Reinforcement learning (RL) has demonstrated success in automating insulin dosing in simulated type 1 diabetes (T1D) patients but is currently unable to incorporate patient expertise and preference. This work introduces PAINT (Preference Adaptation for INsulin control in T1D), an original RL framework for learning flexible insulin dosing policies from patient records. PAINT employs a sketch-based approach for reward learning, where past data is annotated with a continuous reward signal to reflect patient's desired outcomes. Labelled data trains a reward model, informing the actions of a novel safety-constrained offline RL algorithm, designed to restrict actions to a safe strategy and enable preference tuning via a sliding scale. In-silico evaluation shows PAINT achieves common glucose goals through simple labelling of desired states, reducing glycaemic risk by 15% over a commercial benchmark. Action labelling can also be used to incorporate patient expertise, demonstrating an ability to pre-empt meals (+10% time-in-range post-meal) and address certain device errors (-1.6% variance post-error) with patient guidance.
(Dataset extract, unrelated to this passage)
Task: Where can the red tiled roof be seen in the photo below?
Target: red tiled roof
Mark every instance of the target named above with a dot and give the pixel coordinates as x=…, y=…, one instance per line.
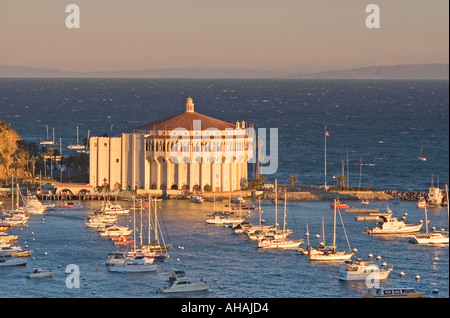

These results hold under realistic conditions, including limited samples, labelling errors, and intra-patient variability. This work illustrates PAINT's potential in real-world T1D management and more broadly any tasks requiring rapid and precise preference learning under safety constraints.

Paper Structure

This paper contains 32 sections, 9 equations, 5 figures, 5 tables.

Figures (5)

  • Figure 1: Overview of reward sketching for T1D. A blood glucose profile (top) with meal insulin doses and consumed carbohydrates. Recorded basal inulin doses (middle) controlled by the insulin dosing device. Participant supplied reward labelling (bottom), specifying how close the dosing behaviour is to the desired goal at a given time. Participant draws a continuous reward signal under the historical data, highlighting desirable actions and states.
  • Figure 2: Full training pipeline for PAINT controller, showing the preference labelling procedure (top), and the offline RL training procedure (bottom). Users label a subset of their historical data, $D_{\text{pref}}$ in order to adapt the insulin dosing strategy to their individual needs. Reward labels, $r_{\text{pref}}$ are used to train a reward model, $r_\psi$, which is then used to label the full patient training dataset, $D'$. A generic policy, $\pi_{\text{priori}}$ is trained using a verifiably-safe reward function. $\pi_{\text{priori}}$ is then tuned using $D'$ to incorporate the user's preferences. The strength of the preference effect can be controlled via $\lambda$.
  • Figure 3: Insulin dosing behaviour with and without human feedback: a) incentivising pre-emptive insulin dosing prior to regular mealtimes and b) penalising erroneous drops in insulin during compression lows. Human feedback results in a 10% increase in TIR post-meal consumption and a 30% increased insulin dose during compression lows (more closely matching optimal behaviour). Error bars represent the standard error.
  • Figure 4: Robustness of PAINT to real-world challenges compared across three common T1D goals. PAINT is shown to be surprisingly effective under real-world constraints; achieving competitive results with $<$1,000 labelled samples (approximately 2 days of data), maintaining a performant agent with 80% corrupted training data, and demonstrating marginal performance reductions with reward labelling noise, even up to 10$\times$ standard deviation, $\sigma$. The dotted lines act as a benchmark and indicate the parameter value without human feedback. Error bars describe the standard error.
  • Figure 5: Nine different reward labelling strategies. Three for improving TIR, reducing TBR, and minimising CoV. $g_t$, $a_t$, and $\Delta g_t = \left(g_t - g_{t-30}\right)$ are the blood glucose, basal action, and successive difference in blood glucose, respectively. The functions are described mathematically in the Appendix.